We describe a new and simple strategy based on the Gauss divergence theorem for obtaining centroidal gradients on unstructured meshes. Unlike the standard Green–Gauss (SGG) reconstruction which requires face values of quantities whose gradients are sought, the proposed approach reconstructs the gradients using the normal derivative(s) at the faces. The new strategy, referred to as the Modified Green–Gauss (MGG) reconstruction results in consistent gradients which are at least first-order accurate on arbitrary polygonal meshes. We show that the MGG reconstruction is linearity preserving independent of the mesh topology and retains the consistent behaviour of gradients even on meshes with large curvature and high aspect ratios. The gradient accuracy in MGG reconstruction depends on the accuracy of discretisation of the normal derivatives at faces and this necessitates an iterative approach for gradient computation on non-orthogonal meshes. Numerical studies on different mesh topologies demonstrate that MGG reconstruction gives accurate and consistent gradients on non-orthogonal meshes, with the number of iterations proportional to the extent of non-orthogonality. The MGG reconstruction is found to be consistent even on meshes with large aspect ratio and curvature with the errors being lesser than those from linear least-squares reconstruction.
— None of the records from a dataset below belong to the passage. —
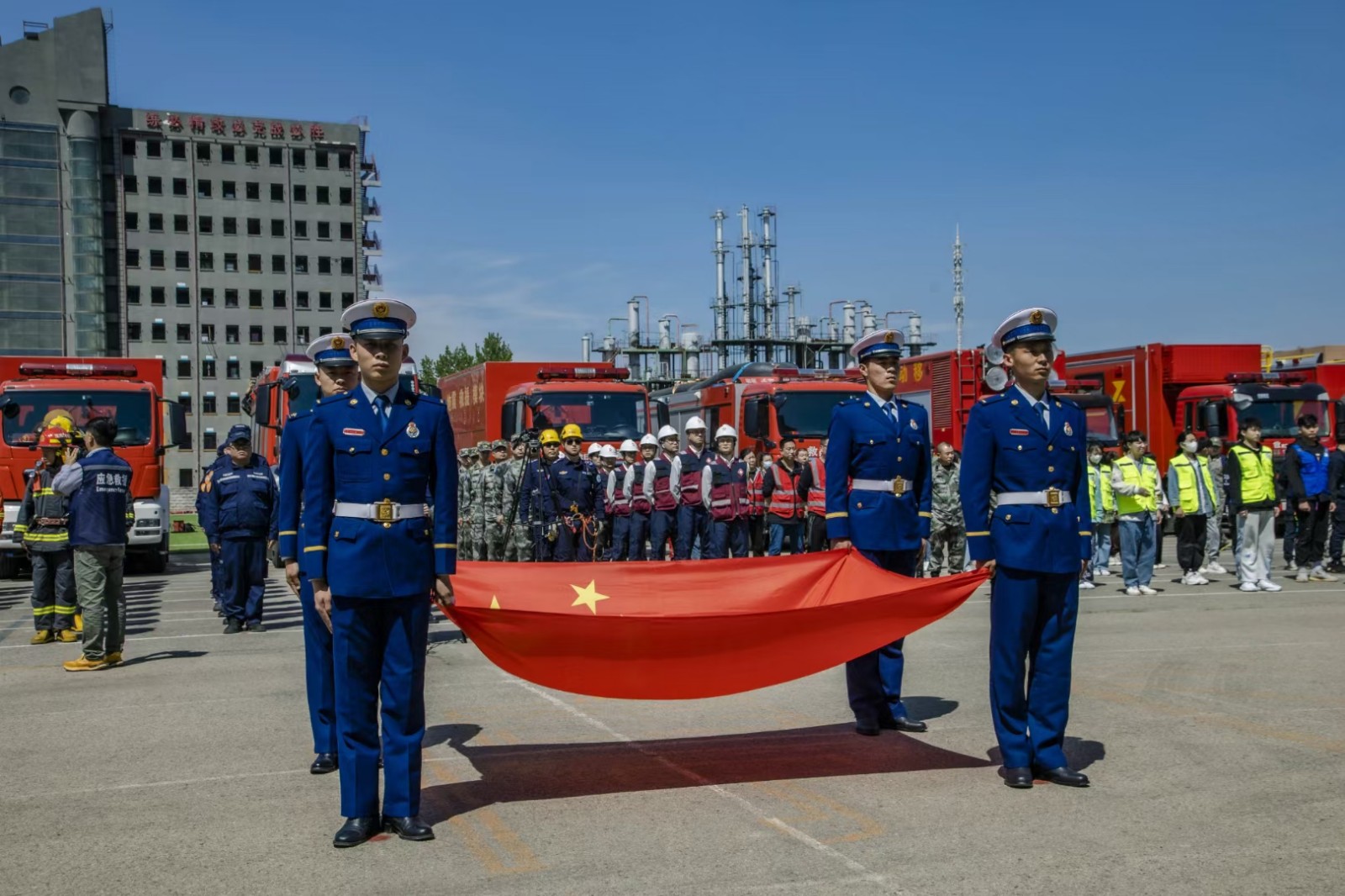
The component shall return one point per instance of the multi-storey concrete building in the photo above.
(219, 242)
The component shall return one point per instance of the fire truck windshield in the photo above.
(132, 412)
(806, 414)
(603, 416)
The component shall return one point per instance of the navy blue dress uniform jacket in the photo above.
(864, 444)
(350, 458)
(1008, 448)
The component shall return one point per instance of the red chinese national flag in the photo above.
(694, 629)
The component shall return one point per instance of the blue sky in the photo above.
(1154, 171)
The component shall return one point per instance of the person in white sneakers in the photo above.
(1190, 490)
(1250, 483)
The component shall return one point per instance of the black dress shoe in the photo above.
(409, 828)
(901, 723)
(356, 831)
(1064, 775)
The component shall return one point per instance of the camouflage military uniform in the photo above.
(947, 532)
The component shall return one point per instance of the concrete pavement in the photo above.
(1210, 721)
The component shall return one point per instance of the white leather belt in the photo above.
(1048, 498)
(896, 486)
(382, 512)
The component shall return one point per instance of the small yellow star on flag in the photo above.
(588, 596)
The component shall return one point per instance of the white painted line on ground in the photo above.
(811, 842)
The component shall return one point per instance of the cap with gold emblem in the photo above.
(378, 319)
(1029, 323)
(881, 342)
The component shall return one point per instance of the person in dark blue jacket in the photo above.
(240, 517)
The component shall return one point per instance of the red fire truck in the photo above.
(1163, 389)
(291, 387)
(499, 398)
(764, 403)
(34, 392)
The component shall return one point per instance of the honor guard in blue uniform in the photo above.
(878, 498)
(240, 517)
(1028, 450)
(376, 553)
(335, 374)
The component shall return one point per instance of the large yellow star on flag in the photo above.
(588, 596)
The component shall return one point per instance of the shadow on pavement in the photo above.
(521, 772)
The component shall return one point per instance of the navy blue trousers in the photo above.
(874, 678)
(244, 566)
(318, 673)
(378, 646)
(1032, 643)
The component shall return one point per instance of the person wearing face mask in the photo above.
(1190, 492)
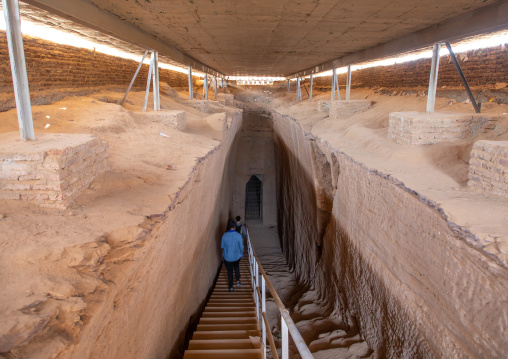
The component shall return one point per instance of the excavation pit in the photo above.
(52, 170)
(420, 128)
(342, 109)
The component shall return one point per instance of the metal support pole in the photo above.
(18, 69)
(348, 83)
(150, 70)
(298, 89)
(191, 92)
(134, 78)
(334, 79)
(285, 341)
(337, 85)
(434, 71)
(156, 92)
(311, 84)
(256, 286)
(215, 87)
(462, 77)
(263, 310)
(205, 90)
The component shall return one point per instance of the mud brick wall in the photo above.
(488, 167)
(52, 66)
(53, 177)
(345, 108)
(227, 99)
(414, 128)
(481, 67)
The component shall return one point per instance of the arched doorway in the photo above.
(254, 198)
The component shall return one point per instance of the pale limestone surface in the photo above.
(201, 105)
(420, 128)
(323, 106)
(100, 279)
(392, 234)
(488, 167)
(341, 109)
(52, 170)
(172, 118)
(227, 99)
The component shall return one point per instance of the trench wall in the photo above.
(157, 279)
(385, 256)
(256, 137)
(53, 68)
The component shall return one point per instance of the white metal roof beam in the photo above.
(87, 14)
(487, 19)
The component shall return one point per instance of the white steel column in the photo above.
(150, 70)
(156, 92)
(285, 339)
(434, 70)
(134, 78)
(205, 87)
(191, 94)
(348, 83)
(215, 87)
(311, 83)
(263, 311)
(298, 89)
(18, 69)
(334, 79)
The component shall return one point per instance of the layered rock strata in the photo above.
(51, 171)
(420, 128)
(389, 259)
(488, 167)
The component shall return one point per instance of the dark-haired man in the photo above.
(232, 251)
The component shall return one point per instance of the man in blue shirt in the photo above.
(232, 245)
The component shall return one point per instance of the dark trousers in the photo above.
(229, 268)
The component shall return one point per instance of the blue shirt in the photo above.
(232, 243)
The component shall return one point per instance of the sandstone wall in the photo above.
(51, 175)
(256, 138)
(388, 258)
(481, 67)
(156, 275)
(52, 67)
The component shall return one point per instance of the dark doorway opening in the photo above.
(253, 198)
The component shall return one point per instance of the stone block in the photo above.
(174, 119)
(228, 99)
(201, 105)
(52, 170)
(218, 121)
(323, 106)
(341, 109)
(489, 172)
(420, 128)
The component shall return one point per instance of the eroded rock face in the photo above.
(390, 260)
(135, 287)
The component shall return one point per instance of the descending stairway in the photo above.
(228, 322)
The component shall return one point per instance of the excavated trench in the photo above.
(366, 250)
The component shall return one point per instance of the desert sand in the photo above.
(150, 162)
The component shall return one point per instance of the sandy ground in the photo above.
(327, 338)
(40, 246)
(37, 244)
(439, 172)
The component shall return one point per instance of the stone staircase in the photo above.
(228, 328)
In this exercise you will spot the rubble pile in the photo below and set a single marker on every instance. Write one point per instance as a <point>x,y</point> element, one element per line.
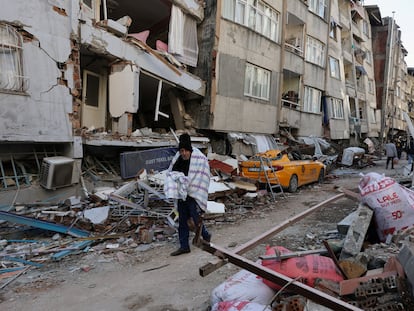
<point>366,264</point>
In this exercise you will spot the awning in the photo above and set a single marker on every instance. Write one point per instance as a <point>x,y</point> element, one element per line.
<point>361,70</point>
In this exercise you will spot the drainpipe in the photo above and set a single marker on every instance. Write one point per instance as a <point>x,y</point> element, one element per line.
<point>282,61</point>
<point>385,91</point>
<point>105,11</point>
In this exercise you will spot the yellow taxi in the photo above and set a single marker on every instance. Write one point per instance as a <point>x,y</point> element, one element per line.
<point>284,168</point>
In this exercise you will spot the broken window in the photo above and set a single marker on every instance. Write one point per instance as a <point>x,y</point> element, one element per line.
<point>182,37</point>
<point>312,100</point>
<point>334,66</point>
<point>254,14</point>
<point>318,7</point>
<point>11,64</point>
<point>315,51</point>
<point>257,82</point>
<point>337,108</point>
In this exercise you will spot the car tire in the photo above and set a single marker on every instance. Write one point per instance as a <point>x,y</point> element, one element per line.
<point>321,176</point>
<point>293,184</point>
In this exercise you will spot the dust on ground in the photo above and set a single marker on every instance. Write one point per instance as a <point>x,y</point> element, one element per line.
<point>147,278</point>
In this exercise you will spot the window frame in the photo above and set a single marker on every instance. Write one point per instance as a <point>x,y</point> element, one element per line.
<point>254,14</point>
<point>318,7</point>
<point>334,68</point>
<point>12,77</point>
<point>371,86</point>
<point>315,51</point>
<point>309,96</point>
<point>333,30</point>
<point>337,108</point>
<point>257,82</point>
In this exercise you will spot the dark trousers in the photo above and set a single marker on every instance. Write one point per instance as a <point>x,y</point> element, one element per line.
<point>388,161</point>
<point>187,210</point>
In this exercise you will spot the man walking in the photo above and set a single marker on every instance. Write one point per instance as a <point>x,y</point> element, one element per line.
<point>188,179</point>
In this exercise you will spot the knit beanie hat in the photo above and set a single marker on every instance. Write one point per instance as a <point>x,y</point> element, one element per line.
<point>185,142</point>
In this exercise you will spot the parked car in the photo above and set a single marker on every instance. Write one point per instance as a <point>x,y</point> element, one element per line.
<point>290,170</point>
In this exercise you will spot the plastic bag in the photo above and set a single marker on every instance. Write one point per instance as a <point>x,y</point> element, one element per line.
<point>393,204</point>
<point>239,306</point>
<point>309,268</point>
<point>243,285</point>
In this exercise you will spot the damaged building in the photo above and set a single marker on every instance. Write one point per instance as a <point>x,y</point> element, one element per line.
<point>92,79</point>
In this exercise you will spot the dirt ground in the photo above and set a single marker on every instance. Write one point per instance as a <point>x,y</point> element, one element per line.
<point>147,278</point>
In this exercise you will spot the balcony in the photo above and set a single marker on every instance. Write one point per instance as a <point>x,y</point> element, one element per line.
<point>294,45</point>
<point>289,117</point>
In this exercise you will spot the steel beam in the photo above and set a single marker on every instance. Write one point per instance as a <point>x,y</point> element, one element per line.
<point>42,224</point>
<point>280,279</point>
<point>208,268</point>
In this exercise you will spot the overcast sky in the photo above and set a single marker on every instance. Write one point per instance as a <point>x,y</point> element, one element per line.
<point>404,17</point>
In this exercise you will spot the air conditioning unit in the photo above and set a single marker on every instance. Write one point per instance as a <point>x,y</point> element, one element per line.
<point>57,172</point>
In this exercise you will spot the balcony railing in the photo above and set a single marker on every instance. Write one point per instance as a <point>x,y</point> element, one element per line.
<point>294,45</point>
<point>290,104</point>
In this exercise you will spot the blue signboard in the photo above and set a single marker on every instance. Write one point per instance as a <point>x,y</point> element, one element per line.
<point>153,159</point>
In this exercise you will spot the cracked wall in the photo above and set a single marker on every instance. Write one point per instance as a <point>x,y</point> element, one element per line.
<point>42,113</point>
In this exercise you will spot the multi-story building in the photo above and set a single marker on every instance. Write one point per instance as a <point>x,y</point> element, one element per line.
<point>390,75</point>
<point>101,77</point>
<point>94,76</point>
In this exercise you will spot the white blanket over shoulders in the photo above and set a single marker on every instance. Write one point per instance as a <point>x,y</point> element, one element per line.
<point>196,183</point>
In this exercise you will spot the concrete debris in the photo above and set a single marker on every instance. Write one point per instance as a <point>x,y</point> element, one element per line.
<point>375,279</point>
A non-iterative strategy in conjunction with MGG reconstruction is proposed for gradient computations in finite volume simulations that achieves the accuracy and robustness of MGG reconstruction at a cost equivalent to that of SGG reconstruction. The efficacy of this strategy for fluid flow problems is demonstrated through numerical investigations in both incompressible and compressible regimes. The MGG reconstruction may, therefore, be viewed as a novel and promising blend of least-squares and Green–Gauss based approaches which can be implemented with little effort in open-source finite-volume solvers and legacy codes.

我们描述了一种基于高斯散度定理的新的简单策略，用于获得非结构化网格上的质心梯度。与标准的Green-Gauss（SGG）重建方法要求的面值是要寻找其梯度的量不同，所提出的方法使用面的法线导数来重建梯度。这种新的策略被称为修正格林-高斯（MGG）重建，可产生一致的梯度，该梯度在任意多边形网格上至少具有一阶精度。我们表明，MGG重构是独立于网格拓扑的线性保留，即使在具有大曲率和高长宽比的网格上，也可以保持渐变的一致行为。MGG重建中的梯度精度取决于面上法线导数离散化的精度，因此有必要采用迭代方法对非正交网格进行梯度计算。对不同网格拓扑的数值研究表明，MGG重建可在非正交网格上提供准确且一致的渐变，且迭代次数与非正交程度成正比。发现即使在长宽比和曲率较大的网格上，MGG重建也是一致的，其误差小于线性最小二乘重建的误差。提出了一种与MGG重建相结合的非迭代策略，用于有限体积模拟中的梯度计算，从而以与SGG重建相同的成本实现了MGG重建的准确性和鲁棒性。通过在不可压缩和可压缩状态下进行的数值研究证明了该策略对流体流动问题的有效性。因此，MGG重构可以被视为一种新颖且有前途的最小二乘和基于Green-Gauss的方法的混合，可以在开源有限体积求解器和遗留代码中轻松实现。